GSR 549 (E) dated 16th July, 2003-in Schedule K after Serial Number 32, entry number 33 is added vide which Nicotine gum containing upto 2 mg of nicotine are exempted from Provisions of Chapter IV of the Act.

Indian Extradition Act 1962 (34 of 1962)-

Applicability of the Provisions of Extradition Act 1962 Except Chapter III, to Italy-
Order No. GSR707(E) Dated 04.09.2003 : In the exercise of the power conferred by sub-section 4 of section 3 of the Indian Extradition Act 1962 (34 of 1962), the Central Government has directed that the provision of the said Act, other than Chapter III, shall apply to Italy with effect from the date of publication of this notification, in respect of the offences specified in the United Nations Convention against Illicit Traffic in Narcotic Drugs and Psychotropic Substance.

Exemption From Registration Procedure For Import Of All Types Of Approved And Unapproved Drugs Under The Advance Licencing Scheme
Trade Notice No. 05 / 2002-2007 Dated 08.10.2003: With a view to smoothly implement the provisions of the Policy Circulars No.9(RE-2003)/2002-07 dated 30.6.2003 and Policy circular No.15(RE-2003)/2002-2007, the members of trade and Industry have been informed of the procedure to be followed while making applications for grant of a fresh Advance Licence involving import of all drugs or while applying for grant of revalidation/extension in Export Obligation period/seeking enhancement in quantities in respect of an already issued Advance Licence.

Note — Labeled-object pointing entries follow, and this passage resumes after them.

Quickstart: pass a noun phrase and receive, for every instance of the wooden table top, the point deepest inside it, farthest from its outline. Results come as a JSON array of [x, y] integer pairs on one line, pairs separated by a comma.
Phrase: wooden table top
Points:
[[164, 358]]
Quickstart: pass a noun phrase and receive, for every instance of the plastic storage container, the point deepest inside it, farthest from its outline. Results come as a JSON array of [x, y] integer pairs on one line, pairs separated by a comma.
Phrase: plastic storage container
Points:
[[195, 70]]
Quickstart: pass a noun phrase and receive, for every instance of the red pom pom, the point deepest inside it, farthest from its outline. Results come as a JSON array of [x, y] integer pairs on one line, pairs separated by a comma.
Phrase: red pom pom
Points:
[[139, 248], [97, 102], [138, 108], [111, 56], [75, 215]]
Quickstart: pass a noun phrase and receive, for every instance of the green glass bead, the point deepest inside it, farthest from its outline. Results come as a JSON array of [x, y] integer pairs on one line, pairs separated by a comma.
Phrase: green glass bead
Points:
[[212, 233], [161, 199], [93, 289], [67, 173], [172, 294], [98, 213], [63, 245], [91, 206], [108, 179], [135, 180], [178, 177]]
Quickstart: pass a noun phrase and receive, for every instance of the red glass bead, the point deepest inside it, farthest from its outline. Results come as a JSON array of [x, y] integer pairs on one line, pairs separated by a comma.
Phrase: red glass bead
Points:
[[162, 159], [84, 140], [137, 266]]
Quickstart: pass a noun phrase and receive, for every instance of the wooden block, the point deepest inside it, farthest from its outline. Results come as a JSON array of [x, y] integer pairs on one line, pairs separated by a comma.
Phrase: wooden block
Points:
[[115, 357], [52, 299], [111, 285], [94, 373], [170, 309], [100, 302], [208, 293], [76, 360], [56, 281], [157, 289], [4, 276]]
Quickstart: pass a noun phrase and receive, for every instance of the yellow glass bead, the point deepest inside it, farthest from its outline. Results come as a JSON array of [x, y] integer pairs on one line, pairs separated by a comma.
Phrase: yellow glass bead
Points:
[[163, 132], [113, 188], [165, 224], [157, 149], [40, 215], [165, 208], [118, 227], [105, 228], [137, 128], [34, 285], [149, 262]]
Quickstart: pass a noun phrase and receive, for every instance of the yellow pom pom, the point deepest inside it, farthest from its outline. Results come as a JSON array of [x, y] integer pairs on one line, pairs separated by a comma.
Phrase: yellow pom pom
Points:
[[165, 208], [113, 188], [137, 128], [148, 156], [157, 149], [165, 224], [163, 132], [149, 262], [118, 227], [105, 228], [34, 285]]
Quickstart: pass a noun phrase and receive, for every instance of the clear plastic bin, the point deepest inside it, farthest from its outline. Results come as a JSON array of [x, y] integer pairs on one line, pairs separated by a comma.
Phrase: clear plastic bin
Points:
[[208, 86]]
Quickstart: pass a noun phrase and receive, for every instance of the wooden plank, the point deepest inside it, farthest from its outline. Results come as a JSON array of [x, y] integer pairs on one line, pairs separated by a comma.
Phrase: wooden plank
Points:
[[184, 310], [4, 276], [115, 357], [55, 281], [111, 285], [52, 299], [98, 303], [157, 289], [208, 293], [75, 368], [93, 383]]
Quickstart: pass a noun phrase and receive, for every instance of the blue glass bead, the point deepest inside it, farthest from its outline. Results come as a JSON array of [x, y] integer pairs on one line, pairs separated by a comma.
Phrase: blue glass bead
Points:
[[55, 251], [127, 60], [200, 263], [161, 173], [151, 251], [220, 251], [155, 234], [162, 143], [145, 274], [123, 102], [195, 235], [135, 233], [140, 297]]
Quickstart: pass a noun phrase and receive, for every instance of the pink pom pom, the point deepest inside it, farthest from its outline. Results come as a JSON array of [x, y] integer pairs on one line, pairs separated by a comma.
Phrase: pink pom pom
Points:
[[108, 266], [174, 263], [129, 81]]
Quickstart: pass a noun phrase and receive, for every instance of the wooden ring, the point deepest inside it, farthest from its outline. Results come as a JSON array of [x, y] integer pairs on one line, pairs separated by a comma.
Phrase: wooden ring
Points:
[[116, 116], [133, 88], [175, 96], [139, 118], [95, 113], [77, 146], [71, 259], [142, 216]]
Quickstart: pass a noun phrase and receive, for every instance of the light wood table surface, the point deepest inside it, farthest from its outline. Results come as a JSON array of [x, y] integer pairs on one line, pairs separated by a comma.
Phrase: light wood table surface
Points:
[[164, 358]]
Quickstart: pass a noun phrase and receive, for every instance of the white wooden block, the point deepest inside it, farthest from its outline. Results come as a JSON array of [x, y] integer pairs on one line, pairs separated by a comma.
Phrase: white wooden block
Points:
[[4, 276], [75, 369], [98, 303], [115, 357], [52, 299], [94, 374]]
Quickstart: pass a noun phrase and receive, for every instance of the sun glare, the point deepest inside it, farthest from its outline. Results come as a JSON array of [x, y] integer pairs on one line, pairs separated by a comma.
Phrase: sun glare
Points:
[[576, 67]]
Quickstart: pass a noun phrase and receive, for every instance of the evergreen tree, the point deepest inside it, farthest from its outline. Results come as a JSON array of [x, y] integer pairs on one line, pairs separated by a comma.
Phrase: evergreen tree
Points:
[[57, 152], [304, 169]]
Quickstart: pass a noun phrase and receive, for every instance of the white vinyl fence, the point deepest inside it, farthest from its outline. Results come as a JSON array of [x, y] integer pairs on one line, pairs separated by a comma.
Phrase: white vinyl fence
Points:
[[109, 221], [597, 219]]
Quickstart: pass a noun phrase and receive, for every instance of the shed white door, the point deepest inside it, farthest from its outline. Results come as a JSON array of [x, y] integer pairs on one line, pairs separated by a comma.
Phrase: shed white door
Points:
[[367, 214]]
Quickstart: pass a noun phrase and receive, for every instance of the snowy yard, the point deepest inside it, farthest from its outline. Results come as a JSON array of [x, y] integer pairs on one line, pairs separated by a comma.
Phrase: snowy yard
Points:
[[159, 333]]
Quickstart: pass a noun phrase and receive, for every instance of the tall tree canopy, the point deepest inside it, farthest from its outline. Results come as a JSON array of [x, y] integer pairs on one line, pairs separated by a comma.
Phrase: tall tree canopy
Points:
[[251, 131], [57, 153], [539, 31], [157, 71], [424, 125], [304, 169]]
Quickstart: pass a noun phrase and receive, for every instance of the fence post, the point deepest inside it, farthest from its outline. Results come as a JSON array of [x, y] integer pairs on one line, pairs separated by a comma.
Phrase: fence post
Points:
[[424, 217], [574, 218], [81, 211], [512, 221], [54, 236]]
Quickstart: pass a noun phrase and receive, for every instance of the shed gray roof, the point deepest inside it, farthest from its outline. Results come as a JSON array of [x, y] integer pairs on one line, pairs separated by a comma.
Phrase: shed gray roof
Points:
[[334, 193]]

Biological Diversity Rules, 2004
Notification No. GSR261(E) Dated 15.04.2004 : The Central government has framed the Biological Diversity Rules, 2004 to set out a provisions for appointment of chairperson for National Biodiversity Authority. Moreover the said rules provides the provisions for Pay & allowances to the chairperson. The rules describes that the said authority shall meet at least four times in a year normally after a period of three months at the Head quarters of the Authority or at such place as may be decided by the Chairperson.

Special Economic Zone Rules, 2003, and Special Economic Zone (Customs Procedure) Regulations, 2003-

Operationalisation of the Provision of Chapter X A of the Customs Act, 1962
Circular No. 33/2004 Dated 12.05.2004 : Chapter XA of the Customs Act, 1962, containing the Special Provisions Relating To Special Economic Zone, has been made effective from 11-05-2004. The impact of the same has been made on Special Economic Zone Rules, 2003, and Special Economic Zone (Customs Procedure) Regulations, 2003. The said rules & regulations were notified earlier on 22.07.2003 but these have also been made effective from the 11.05.2004.